And it thinks that's her. ]
I'm not her.
[ She snaps the words out in an angry hiss, face twisting into something ugly in her rage. She is not her. This is not Verso. This city is not their Canvas - not the place of joy and play it's supposed to be, but a twisted, disrespectful imposition of false realism. Aline may have loved her son, but it's clear she had no respect for him, rampaging through his work and prying it apart for her own selfish wallowing.
Above them, windows crack in unison, fracturing in perfect harmony before finally shattering, showering them both in glass.
Clea shuts her eyes and forces herself to breathe. To control herself. To try to stop the blood pumping and the sudden desire to wrap her arms around his neck and squeeze, to punish him for making her feel this way. For mocking her brother with his existence. To gommage him right here. Maman would bring him back, and her presence here (in the Canvas she had more right to) would only provoke a direct fight. Would rend everything asunder. ]
I'm not her. I'm Aline's actual daughter.

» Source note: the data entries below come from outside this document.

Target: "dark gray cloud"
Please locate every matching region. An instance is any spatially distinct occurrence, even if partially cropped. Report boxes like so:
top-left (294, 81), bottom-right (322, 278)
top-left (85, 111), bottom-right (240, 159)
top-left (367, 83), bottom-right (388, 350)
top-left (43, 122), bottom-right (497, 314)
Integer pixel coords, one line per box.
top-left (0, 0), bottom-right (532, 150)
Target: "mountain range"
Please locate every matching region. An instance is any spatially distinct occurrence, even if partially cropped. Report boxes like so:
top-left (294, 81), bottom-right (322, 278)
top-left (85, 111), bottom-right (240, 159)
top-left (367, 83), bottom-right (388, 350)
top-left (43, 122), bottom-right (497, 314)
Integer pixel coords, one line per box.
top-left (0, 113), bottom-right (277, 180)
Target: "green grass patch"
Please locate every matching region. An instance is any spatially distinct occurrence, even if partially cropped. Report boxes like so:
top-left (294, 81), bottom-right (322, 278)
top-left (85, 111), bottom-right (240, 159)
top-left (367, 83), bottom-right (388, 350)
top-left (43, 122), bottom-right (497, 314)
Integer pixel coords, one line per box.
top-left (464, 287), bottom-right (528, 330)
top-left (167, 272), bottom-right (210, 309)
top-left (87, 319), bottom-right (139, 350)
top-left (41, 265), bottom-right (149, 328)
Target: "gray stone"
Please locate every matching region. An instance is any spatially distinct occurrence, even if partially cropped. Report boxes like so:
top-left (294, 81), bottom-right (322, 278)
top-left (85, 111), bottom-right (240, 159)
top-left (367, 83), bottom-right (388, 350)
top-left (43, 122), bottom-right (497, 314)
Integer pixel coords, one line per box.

[ Her voice is controlled but brittle, the temporary peace fragile, liable to break. ]
She made this place to hide. Made you.
[ It's a risk, but Clea reaches out with her Chroma, touches the inside of 'Verso', plucking his 'soul' as though it were a harp string, letting it resonate with her power for a moment instead of Aline's. Providing him the same sense of rightness he feels in Aline's presence before letting it fade away. ]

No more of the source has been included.